How would we compare these?

Comparing nested models

Form the $F$ statistic to compare nested models. Suppose we have two fitted linear models $M_{A}$ and $M_{B}$ . We say that $M_{B}$ is a submodel of $M_{A}$ if it has the same response variate and the explanatory variates in $M_{B}$ are a subset of those in $M_{A}$ . We also say that $M_{B}$ and $M_{A}$ are nested, with $M_{B}$ being nested within $M_{A}$ (the former being a special case of the latter).

For linear models, a test statistic can be formed as $\begin{array}{rcl} f &= & \left(\frac{SS_{fit}(M_{A}) - SS_{fit}(M_{B})} {df_{fit}(M_{A}) - df_{fit}(M_{B})} \right) \div \left(\frac{SS_{residual}(M_{A})} {df_{residual}(M_{A})} \right) \\ \\ &= & \left(\frac{SS_{residual}(M_{B}) - SS_{residual}(M_{A})} {df_{residual}(M_{B}) - df_{residual}(M_{A})} \right) \div \left(\frac{SS_{residual}(M_{A})} {df_{residual}(M_{A})} \right) \end{array}$ where $SS(\cdot)$ and $df(\cdot)$ denote the corresponding sum of squares and degrees of freedom, respectively.

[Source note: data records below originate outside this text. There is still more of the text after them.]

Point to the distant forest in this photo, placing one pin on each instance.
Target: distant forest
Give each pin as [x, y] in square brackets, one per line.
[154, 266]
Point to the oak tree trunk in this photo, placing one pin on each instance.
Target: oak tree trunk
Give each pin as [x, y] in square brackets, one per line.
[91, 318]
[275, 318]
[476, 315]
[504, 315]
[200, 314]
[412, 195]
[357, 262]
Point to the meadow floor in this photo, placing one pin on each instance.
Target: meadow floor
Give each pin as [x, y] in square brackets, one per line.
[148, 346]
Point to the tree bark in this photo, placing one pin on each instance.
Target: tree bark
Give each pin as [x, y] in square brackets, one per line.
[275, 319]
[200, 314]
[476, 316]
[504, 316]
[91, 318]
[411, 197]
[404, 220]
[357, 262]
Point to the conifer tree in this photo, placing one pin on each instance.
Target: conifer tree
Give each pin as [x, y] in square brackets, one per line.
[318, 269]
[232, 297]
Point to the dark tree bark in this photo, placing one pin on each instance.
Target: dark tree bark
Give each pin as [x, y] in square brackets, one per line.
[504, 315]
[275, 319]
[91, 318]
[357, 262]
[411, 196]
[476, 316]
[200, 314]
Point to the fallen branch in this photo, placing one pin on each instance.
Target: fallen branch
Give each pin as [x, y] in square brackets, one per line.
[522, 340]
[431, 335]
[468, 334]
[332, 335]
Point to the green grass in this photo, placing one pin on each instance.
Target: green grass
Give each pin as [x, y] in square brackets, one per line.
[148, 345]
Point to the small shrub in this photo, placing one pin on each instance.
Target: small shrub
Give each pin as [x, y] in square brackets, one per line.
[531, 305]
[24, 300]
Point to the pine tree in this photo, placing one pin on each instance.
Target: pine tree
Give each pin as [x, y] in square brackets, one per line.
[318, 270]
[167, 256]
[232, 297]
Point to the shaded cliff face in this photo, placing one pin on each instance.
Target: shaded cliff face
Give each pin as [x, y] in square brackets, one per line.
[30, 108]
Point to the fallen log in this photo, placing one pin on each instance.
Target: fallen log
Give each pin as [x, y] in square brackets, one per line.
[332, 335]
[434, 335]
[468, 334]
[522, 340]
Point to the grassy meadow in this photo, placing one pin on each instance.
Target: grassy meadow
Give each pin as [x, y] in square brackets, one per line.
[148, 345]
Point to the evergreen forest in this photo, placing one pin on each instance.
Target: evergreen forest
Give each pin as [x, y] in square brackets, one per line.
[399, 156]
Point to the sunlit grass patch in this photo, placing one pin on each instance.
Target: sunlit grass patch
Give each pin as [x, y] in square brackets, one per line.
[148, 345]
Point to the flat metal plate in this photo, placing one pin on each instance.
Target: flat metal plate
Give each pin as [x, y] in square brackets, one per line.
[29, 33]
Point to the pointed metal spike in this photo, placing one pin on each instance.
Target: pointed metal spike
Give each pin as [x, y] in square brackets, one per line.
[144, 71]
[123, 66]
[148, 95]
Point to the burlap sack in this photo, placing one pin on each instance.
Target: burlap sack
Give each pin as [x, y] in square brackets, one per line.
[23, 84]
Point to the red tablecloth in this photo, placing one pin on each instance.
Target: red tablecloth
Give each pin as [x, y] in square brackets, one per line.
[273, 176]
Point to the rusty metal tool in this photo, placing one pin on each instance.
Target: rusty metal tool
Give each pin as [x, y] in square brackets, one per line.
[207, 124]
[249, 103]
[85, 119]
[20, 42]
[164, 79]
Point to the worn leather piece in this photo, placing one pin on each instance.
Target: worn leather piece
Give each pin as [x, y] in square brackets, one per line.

When the realized residuals are independent realizations from a $N(0,\sigma^2)$ distribution, the observed value of $f$ is a realization from an $F_{num,den}$ distribution where $num$ and $den$ are the numerator and denominator degrees of freedom respectively - namely $num = df_{fit}(M_{A}) - df_{fit}(M_{B}) = df_{residual}(M_{B}) - df_{residual}(M_{A})$ and $den = df_{residual}(M_{A})$ .

The $f$ value can be calculated as follows:

# for the full model
rss_A <- sum(fit$residuals^2)
rdf_A <- fit$df.residual

# for the nested model
rss_B <- sum(fit1$residuals^2)
rdf_B <- fit1$df.residual

# the statistic is
f <- ((rss_B - rss_A)/(rdf_B - rdf_A)) / (rss_A/rdf_A)
f

## [1] 1.0328

Large values of $f$ indicate evidence against the hypothesis that the coefficients are zero for those the explanatory variates appearing in $M_A$ but not in $M_B$ .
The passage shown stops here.